In the first week of April, Abdus Salam was driving a stroke patient in his ambulance to the capital from Brahmanbaria, an eastern Bangladesh district. It took the vehicle nearly four hours to make the 110km journey to enter Dhaka city and was immediately stuck in typical Dhaka traffic that ate up three more hours.
After the painstaking journey wailing siren and using the wrong side of the lane, when Salam managed to reach the National Institute of Neurosciences Hospital in Agargaon, the patient's condition deteriorated significantly. Eventually, he died.
"We are left with no choice but to use the wrong side of lanes when we transport critical patients and Dhaka roads are clogged. Often a five-minute drive takes more than two hours," said Salam, clearly frustrated.

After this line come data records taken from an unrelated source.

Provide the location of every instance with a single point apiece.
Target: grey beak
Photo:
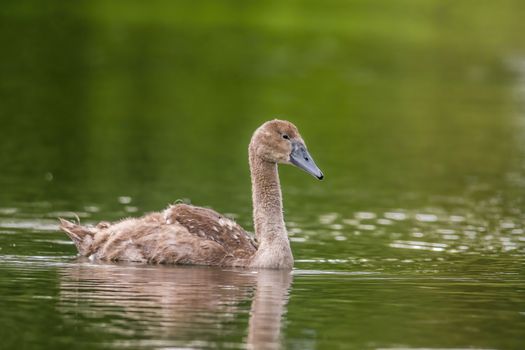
(302, 159)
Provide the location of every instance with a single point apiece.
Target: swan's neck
(274, 248)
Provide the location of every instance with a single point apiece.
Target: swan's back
(181, 234)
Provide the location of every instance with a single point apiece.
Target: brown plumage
(185, 234)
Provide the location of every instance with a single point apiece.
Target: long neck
(274, 248)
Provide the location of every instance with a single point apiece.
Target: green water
(414, 110)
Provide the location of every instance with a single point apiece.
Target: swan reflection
(176, 306)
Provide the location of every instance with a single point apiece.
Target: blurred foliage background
(159, 100)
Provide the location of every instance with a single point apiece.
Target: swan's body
(185, 234)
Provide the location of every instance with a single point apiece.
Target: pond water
(415, 112)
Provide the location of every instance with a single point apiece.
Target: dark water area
(415, 112)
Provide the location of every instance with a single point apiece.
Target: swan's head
(279, 141)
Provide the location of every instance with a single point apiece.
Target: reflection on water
(167, 306)
(415, 111)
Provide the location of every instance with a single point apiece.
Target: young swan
(185, 234)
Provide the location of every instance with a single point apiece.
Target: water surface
(415, 113)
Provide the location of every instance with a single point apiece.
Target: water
(414, 111)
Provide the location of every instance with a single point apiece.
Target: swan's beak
(302, 159)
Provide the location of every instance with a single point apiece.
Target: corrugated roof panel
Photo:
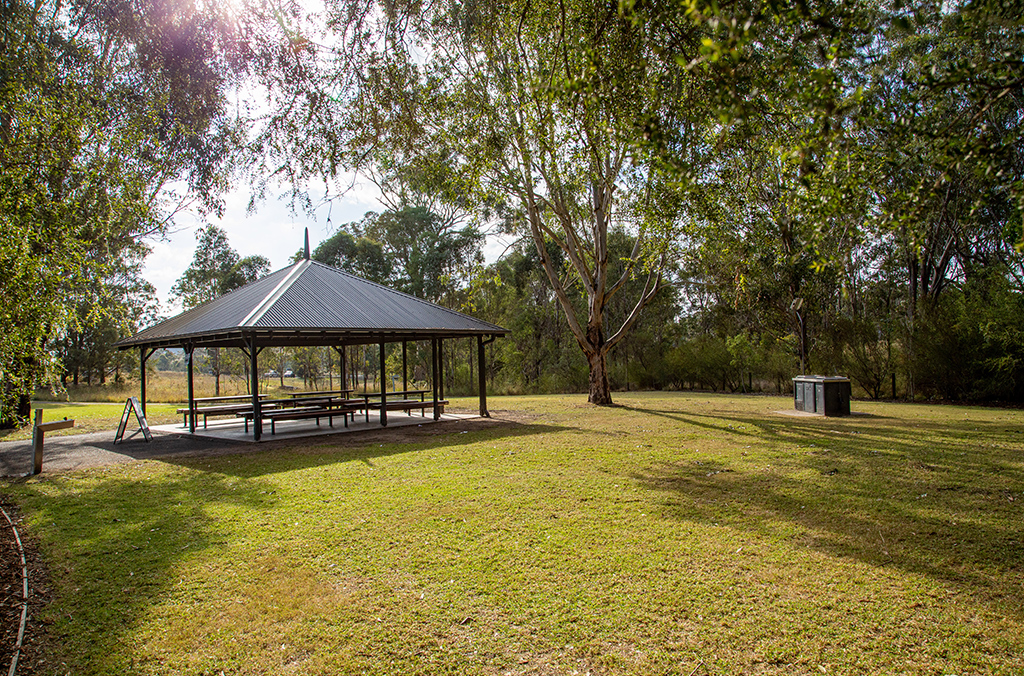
(313, 297)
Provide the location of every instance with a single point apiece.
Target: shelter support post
(342, 370)
(189, 350)
(254, 376)
(383, 385)
(143, 356)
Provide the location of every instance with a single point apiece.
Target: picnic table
(403, 403)
(217, 406)
(316, 408)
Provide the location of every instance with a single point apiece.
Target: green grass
(676, 534)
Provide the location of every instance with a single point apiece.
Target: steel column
(383, 386)
(254, 375)
(482, 381)
(189, 350)
(440, 368)
(433, 375)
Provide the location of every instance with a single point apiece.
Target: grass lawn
(675, 534)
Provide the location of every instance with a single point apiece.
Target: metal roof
(310, 303)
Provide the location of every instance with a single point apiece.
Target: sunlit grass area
(675, 534)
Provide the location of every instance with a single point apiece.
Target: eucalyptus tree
(114, 115)
(215, 270)
(473, 95)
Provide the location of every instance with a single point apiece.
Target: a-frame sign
(132, 405)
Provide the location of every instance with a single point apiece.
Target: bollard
(38, 432)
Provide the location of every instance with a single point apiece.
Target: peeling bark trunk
(600, 393)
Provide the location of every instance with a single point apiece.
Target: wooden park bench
(218, 406)
(410, 405)
(329, 408)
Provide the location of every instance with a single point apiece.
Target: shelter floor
(232, 429)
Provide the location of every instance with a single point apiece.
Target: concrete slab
(235, 429)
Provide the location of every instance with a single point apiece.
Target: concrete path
(61, 454)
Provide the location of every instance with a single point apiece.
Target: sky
(272, 229)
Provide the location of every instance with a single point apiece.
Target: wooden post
(37, 444)
(440, 368)
(383, 386)
(433, 375)
(254, 374)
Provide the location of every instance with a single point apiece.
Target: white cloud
(271, 229)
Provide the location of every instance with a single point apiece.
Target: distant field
(674, 534)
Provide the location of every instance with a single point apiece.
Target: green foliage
(216, 269)
(102, 107)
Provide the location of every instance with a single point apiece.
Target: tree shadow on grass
(116, 538)
(937, 499)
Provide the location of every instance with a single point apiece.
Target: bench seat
(410, 405)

Ambulance drivers said they often carry critical patients on the wrong lane after requesting police. But when both the lanes are gridlocked, they can only wait regardless of the patient's condition.
Ambulance driver Sohrab Ali said although police allow them to take the wrong lane when transporting patients to hospitals, they cannot do the same when they are en route to pick up the patients; in case they are forced to use the wrong lane they are slapped with a fine.
"It happens rather often that critical patients are pronounced dead after we reach the hospital," he added.
Dr Shafiqul Islam, associate professor (neurosurgery) of the Dhaka Medical College Hospital, told The Business Standard that for a stroke patient, the sooner the treatment begins, the better.
"Every minute is important for a stroke patient. But critical hours are often wasted in traffic congestion," he said.
The physician added that stroke-led disability risks for patients are reduced if the treatment can begin within four hours of the stroke. But most patients cannot avail treatment within that time frame due to jam.
Prof Dr Harisul Hoque, Head of clinical cardiology at the Bangabandhu Sheikh Mujib Medical University told TBS that delayed arrival of cardiac patients in hospital due to traffic congestion is a common problem.
"Delays in cardiac treatment reduce chances for survival. In case of cardiac arrest, every minute is vital," he added.
Shaikh Muhammad Mehedi Ahsan, general secretary of the Bangladesh Institute of Planners (BIP), said, "By building unplanned cities, we have essentially become an inhuman nation even though we are registering remarkable economic development."
He stressed that separate lanes are essential for emergency services including ambulances, and said the capacity of the road has been reduced due to garbage dumping, illegal parking and the ongoing construction of metro rail. Hawkers and vendors have also added to the problem by illegally occupying the sidewalks.
"The full capacity of the existing road needs to be used if we want to introduce emergency lanes," he added.